This paper presents findings from RegLeg's evaluation of AI model responses to questions about MAS Notice 637 — the Monetary Authority of Singapore's risk-based capital adequacy framework for banks — covering both the consolidated notice and its 2024 amendment. Two Anthropic models were tested in web-search-enabled configurations: Claude Opus 4.7 with web search and Claude Sonnet 4.6 with web search. Across six findings, both models produced responses in which the model asserted specific regulatory details — annex content, document structure, the significance of formatting elements — that had no basis in the regulator's published text and in some cases directly contradicted it. The dominant pattern is one of confident fabrication in low-retrieval-coverage territory: when the model's search results do not surface the precise regulatory text, it generates plausible-sounding content instead of signalling uncertainty, with the confidence of the output giving no indication to the user that the underlying basis is absent. For labs fielding these models in enterprise and regulatory contexts, this pattern represents a material gap in how the models handle authoritative technical documents under partial information retrieval.
MAS Notice 637 sits at the operational core of bank capital management in Singapore — one of the world's principal financial centres. Users asking models about this notice include compliance officers at Singapore-licensed banks, legal teams advising on capital instrument eligibility, fintech and regtech builders embedding regulatory logic into product flows, and financial-services consultants advising clients on prudential requirements. Any model deployed in an assistant, copilot, or document-query capacity in these contexts will routinely receive questions of exactly the kind tested here: what does this annex cover, what does this clause mean, how does this amendment change the consolidated text. The failure modes documented in this paper — producing specific, structurally plausible but factually incorrect answers to granular regulatory questions — are therefore not edge-case adversarial probes; they are the normal use case.
The downstream harms are concrete. A compliance officer who acts on a fabricated annex description when structuring a capital instrument filing may produce a submission that is non-compliant with MAS requirements, with potential regulatory consequences for their institution. A legal team relying on a confidently-stated but wrong characterisation of an amendment's scope may advise on a transaction that is materially mispriced for regulatory risk. For the lab, confident wrong outputs on authoritative regulatory text — especially where the model produces a specific structural claim it cannot have retrieved — represent exactly the class of misuse-claim exposure that arises when enterprise customers act on model outputs in high-stakes contexts. Regulatory and financial-services use cases are among the fastest-growing deployment verticals for frontier models; the failure surface here is large and growing.

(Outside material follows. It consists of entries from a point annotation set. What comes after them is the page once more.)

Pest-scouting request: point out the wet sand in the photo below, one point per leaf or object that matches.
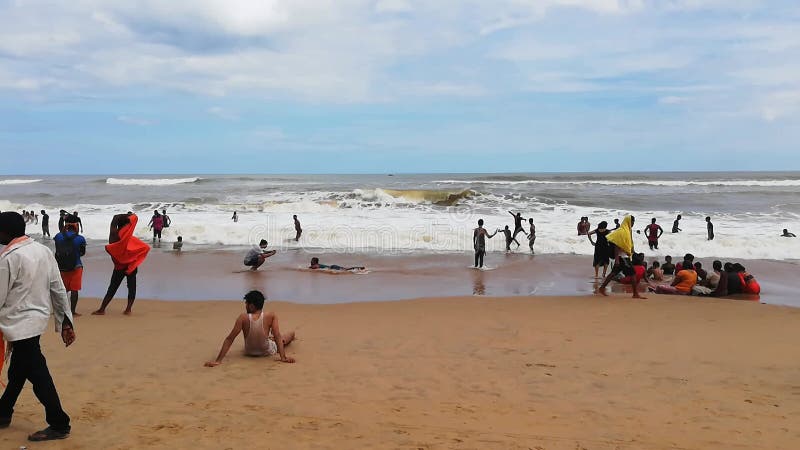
(462, 373)
(215, 274)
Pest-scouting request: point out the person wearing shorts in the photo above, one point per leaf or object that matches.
(72, 278)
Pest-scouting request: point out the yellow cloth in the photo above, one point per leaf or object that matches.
(622, 237)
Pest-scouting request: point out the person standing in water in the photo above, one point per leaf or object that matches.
(156, 224)
(531, 235)
(297, 228)
(602, 251)
(509, 238)
(653, 232)
(675, 224)
(479, 236)
(517, 223)
(621, 244)
(710, 229)
(45, 224)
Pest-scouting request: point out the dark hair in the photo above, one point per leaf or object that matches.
(12, 223)
(255, 298)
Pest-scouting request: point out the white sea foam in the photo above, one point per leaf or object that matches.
(150, 181)
(6, 182)
(673, 183)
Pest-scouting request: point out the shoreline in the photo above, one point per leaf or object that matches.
(201, 274)
(470, 372)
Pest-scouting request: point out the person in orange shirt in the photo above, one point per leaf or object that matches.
(682, 284)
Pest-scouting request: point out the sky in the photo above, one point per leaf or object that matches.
(375, 86)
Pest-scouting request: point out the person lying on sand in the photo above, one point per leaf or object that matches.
(262, 336)
(316, 265)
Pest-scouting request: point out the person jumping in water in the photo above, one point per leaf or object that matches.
(531, 235)
(297, 228)
(653, 232)
(675, 224)
(518, 223)
(316, 265)
(479, 236)
(509, 238)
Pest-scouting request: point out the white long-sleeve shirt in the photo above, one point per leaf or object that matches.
(30, 290)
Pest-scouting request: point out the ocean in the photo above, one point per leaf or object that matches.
(432, 212)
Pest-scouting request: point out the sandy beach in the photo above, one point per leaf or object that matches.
(505, 373)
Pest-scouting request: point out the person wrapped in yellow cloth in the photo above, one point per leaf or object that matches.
(621, 243)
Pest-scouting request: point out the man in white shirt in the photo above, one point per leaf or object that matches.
(30, 291)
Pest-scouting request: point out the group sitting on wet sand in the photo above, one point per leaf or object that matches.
(687, 277)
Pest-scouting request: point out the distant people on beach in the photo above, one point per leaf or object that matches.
(157, 225)
(518, 219)
(668, 267)
(315, 264)
(127, 253)
(531, 235)
(256, 257)
(69, 247)
(262, 334)
(653, 232)
(80, 222)
(602, 251)
(621, 247)
(509, 238)
(297, 228)
(45, 224)
(479, 236)
(584, 226)
(675, 225)
(710, 229)
(30, 292)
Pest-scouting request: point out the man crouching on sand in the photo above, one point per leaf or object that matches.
(256, 326)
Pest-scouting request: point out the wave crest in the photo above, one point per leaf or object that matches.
(150, 181)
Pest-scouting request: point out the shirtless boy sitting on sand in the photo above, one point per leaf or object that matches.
(257, 326)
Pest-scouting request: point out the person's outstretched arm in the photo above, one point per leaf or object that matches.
(226, 344)
(276, 334)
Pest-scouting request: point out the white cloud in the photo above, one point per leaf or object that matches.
(138, 121)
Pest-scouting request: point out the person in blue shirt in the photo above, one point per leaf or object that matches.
(70, 246)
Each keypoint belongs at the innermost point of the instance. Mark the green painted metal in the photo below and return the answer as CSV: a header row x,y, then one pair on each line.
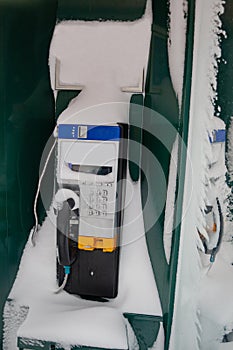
x,y
63,99
145,327
27,111
127,10
159,91
182,153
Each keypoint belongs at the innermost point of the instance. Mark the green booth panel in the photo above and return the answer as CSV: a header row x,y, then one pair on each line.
x,y
26,121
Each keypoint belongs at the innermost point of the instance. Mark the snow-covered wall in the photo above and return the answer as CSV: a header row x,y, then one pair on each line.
x,y
186,330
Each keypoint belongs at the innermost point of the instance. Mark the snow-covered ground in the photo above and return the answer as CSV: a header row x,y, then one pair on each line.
x,y
204,304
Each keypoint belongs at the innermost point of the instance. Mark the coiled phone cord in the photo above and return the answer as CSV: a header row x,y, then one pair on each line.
x,y
35,228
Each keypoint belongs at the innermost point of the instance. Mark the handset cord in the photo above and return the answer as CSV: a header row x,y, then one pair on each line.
x,y
35,228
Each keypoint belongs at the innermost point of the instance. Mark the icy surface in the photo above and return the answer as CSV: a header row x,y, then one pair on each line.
x,y
176,43
103,57
203,304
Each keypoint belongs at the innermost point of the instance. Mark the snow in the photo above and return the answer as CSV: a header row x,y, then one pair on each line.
x,y
102,56
176,44
203,305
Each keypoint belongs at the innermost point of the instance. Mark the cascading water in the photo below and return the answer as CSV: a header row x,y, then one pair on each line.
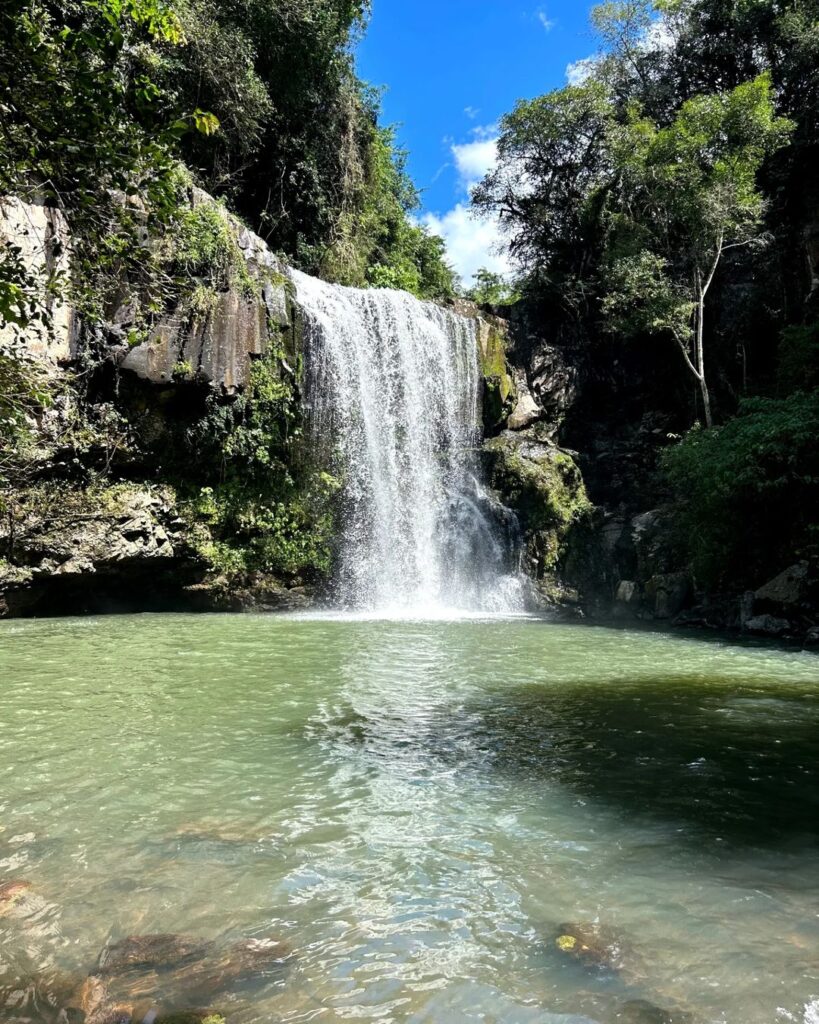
x,y
393,389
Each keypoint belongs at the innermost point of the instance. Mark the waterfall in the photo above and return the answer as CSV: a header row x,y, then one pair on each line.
x,y
393,388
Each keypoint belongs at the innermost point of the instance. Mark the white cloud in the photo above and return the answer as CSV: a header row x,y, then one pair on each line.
x,y
473,160
545,20
580,71
471,242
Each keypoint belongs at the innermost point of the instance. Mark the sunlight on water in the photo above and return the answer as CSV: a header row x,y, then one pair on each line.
x,y
422,811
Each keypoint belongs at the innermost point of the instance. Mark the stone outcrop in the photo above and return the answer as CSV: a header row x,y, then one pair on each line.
x,y
215,344
543,485
40,237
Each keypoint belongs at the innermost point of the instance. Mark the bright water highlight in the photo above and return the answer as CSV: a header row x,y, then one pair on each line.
x,y
417,808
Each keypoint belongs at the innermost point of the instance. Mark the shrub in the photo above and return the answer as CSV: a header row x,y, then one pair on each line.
x,y
748,492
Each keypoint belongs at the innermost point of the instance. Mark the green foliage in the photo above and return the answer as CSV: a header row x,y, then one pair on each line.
x,y
25,392
265,510
747,493
376,242
491,289
643,297
202,244
85,126
557,145
799,359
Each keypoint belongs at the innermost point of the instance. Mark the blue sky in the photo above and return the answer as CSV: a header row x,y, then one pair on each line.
x,y
451,68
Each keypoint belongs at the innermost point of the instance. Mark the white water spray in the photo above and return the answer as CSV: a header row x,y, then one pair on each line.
x,y
393,394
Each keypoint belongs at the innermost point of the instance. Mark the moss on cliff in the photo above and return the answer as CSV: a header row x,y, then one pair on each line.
x,y
500,391
544,486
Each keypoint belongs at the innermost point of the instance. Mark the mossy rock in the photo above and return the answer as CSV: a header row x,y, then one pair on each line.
x,y
500,392
545,487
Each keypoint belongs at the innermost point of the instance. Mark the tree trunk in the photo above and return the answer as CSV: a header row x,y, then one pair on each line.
x,y
700,352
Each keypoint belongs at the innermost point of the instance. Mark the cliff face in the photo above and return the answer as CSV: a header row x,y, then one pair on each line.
x,y
118,497
169,466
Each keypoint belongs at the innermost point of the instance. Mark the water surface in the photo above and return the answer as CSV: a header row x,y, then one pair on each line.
x,y
418,808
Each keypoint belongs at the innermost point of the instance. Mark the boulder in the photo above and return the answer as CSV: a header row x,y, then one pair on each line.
x,y
628,594
543,485
500,392
526,411
665,596
41,235
787,590
768,626
812,637
93,999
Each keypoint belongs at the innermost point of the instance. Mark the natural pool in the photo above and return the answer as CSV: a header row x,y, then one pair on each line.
x,y
420,809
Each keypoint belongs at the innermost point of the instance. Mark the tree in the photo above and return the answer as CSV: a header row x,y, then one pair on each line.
x,y
552,159
491,289
685,195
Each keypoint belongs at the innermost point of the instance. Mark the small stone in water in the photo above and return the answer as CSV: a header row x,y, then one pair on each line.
x,y
642,1012
592,944
11,893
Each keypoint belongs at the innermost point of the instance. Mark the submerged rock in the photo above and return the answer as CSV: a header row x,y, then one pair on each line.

MAS Notice 637 is structurally representative of an entire class of documents that frontier models handle poorly at retrieval depth. It is a long, heavily cross-referenced PDF with numerous annexes, tables of numerical thresholds, and a layered amendment history that requires the reader to track changes between a base consolidated notice and subsequent amendment instruments. The 2024 amendment introduces tracked-change formatting conventions that are specific to the regulator's publication style and that carry precise legal meaning. Models under partial search coverage tend to reconstruct answers to detailed structural questions by analogy with other capital adequacy frameworks or with general document conventions — producing outputs that are plausible-sounding but wrong in the specific. This is a predictable failure pattern for any document in this class, and MAS Notice 637 provides a well-scoped, high-stakes test case for it.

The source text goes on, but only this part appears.